Un an après
Comme les pages spéciales du Courrier consacrées à la pénible commémoration du 7 octobre 2023 le laissaient transparaître, il y a de quoi être affligés par la guerre ininterrompue dans la bande de Gaza avec son lot quotidien de victimes, otages israéliens inclus. Plus encore peut-être: on se doit d’être en colère de voir que, dans la foulée des horribles crimes (contre l’humanité) perpétrés dans les kibboutz israéliens, les principes les plus élémentaires du droit international humanitaire ont été bafoués à la vue de tous – durant une année entière désormais – au mépris de dizaines de milliers de Palestiniennes et Palestiniens innocents, dont un tiers d’enfants. Toutes ces victimes n’ont pas plus compté dans les bombardements israéliens que dans le calcul froid et stratégique des chancelleries occidentales. A Gaza, comme au Liban désormais, Israël impose sa suprématie, et on laisse faire.

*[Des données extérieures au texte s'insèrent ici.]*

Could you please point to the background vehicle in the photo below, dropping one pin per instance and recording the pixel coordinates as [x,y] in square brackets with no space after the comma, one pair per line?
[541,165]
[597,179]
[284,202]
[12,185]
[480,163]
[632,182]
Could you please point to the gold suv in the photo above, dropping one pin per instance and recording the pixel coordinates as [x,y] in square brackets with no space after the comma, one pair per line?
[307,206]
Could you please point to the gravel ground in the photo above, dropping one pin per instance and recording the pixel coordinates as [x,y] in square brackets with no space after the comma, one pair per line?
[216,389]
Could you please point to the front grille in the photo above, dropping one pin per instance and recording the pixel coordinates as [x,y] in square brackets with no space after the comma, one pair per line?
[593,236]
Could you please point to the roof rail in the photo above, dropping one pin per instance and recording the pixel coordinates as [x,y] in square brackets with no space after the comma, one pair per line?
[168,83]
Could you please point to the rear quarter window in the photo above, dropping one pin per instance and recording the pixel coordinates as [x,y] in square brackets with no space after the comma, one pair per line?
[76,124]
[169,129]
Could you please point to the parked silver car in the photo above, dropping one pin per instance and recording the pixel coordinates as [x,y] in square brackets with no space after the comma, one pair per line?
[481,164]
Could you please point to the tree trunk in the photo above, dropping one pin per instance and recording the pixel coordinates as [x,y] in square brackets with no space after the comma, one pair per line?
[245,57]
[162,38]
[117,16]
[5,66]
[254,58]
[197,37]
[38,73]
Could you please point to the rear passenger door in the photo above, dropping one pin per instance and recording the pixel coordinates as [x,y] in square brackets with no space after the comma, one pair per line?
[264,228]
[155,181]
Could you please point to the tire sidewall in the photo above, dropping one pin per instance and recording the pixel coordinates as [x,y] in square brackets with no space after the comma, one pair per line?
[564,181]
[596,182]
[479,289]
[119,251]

Pour parler de notre petit pays, la Suisse, dont M. le conseiller fédéral Cassis ne cesse de rappeler les vertus humanitaires, les intérêts économiques et militaro-stratégiques paraissent outrepasser l’idéal de préservation du droit international (la RTS révélait fin août que plus de 40 permis d’exportation pour des biens militaires spécifiques ou à double usage à destination d’Israël ont continué d’être accordés à des entreprises suisses par le Secrétariat d’Etat à l’économie entre octobre 2023 et avril 2024). Dans un autre registre, la décision imposée début septembre par la majorité de droite du Conseil national de renoncer au financement de l’UNRWA en dépit des besoins humanitaires criants a fait douter de la capacité objective de discernement de nombre de nos responsables politiques.
Mais il y a quelque chose d’encore plus dérangeant pour les pacifistes suisses imprégnés de morale occidentale que nous sommes: derrière le soutien instinctif ou aveugle accordé aux opérations militaires israéliennes, derrière la solidarité exprimée envers les juifs d’Israël (exacerbée par le traumatisme engendré par les massacres du Hamas et une volonté de «réparer» de vieux réflexes antisémites), derrière notre accommodement coupable face aux souffrances des populations déplacées dans la bande de Gaza, c’est bel et bien un racisme crasse et structurel à l’égard des Palestiniens qui dicte l’action de nos gouvernements.
Nous devons admettre qu’en vertu de ce racisme dissimulé, avoué (plus rarement) ou inconscient, les Palestiniens – comme les juifs d’antan – représentent des femmes et hommes de seconde importance. Ils sont arabes, pas européens. Ils ne possèdent pas d’Etat reconnu; comment pourraient-ils être des interlocuteurs légitimes? Beaucoup sont animés d’intentions «terroristes»; comment leur faire confiance? Leur religion (sans parler des chrétiens) prône le jihad; ils n’obtiennent en retour que ce qu’ils méritent. Etc.
Ces représentations intériorisées découlent d’un imaginaire postcolonial, militariste et capitaliste dont nous sommes tous plus ou moins empreints. C’est cet imaginaire qui nous fait nous ranger du côté de l’Etat d’Israël moderne et super-technologique dans lequel nous nous reconnaissons. Ce même imaginaire justifie de maintenir le «Territoire palestinien occupé» sous assistance financière ad aeternam plutôt que de travailler sur le rapport de force inégal qui s’accentue chaque année un peu plus entre les Israéliens juifs et les Palestiniens. C’est toujours lui qui autorise nos médias à faire leurs gros titres sur un attentat perpétré à Tel-Aviv pendant que les opérations meurtrières de Tsahal en Cisjordanie ou à Gaza font au mieux l’objet d’une brève (c’était particulièrement vrai avant le début de la guerre actuelle). Surtout, cet imaginaire classificateur nous exempte de questionner le monopole de la violence légitime dont se prévaut Israël dans «ses» territoires occupés illégalement; beaucoup trouvent ainsi parfaitement «naturel» que Tsahal «neutralise» des «terroristes armés» qui, loin de défendre leur terre, leurs communautés et leur liberté, menaceraient «l’existence même de l’Etat d’Israël».
Or, on le soupçonne, rien n’est aussi simple. Dès lors, il nous semblait important, aux alentours de la sinistre commémoration du 7 octobre, de brandir un miroir pour que nous, Occidentaux, puissions entamer un profond processus d’introspection et d’autocritique de nos a priori vis-à-vis du conflit israélo-palestinien. Il est encore urgent d’agir, car il n’est pas acceptable que certaines vies vaillent plus que d’autres.
Grégoire Duruz est membre de Ina autra senda – Swiss Friends of Combatants for Peace.
Guy Bloßlag est membre de Jüdische Stimme für Demokratie und Gerechtigkeit in Israel/Palästina-JVJP.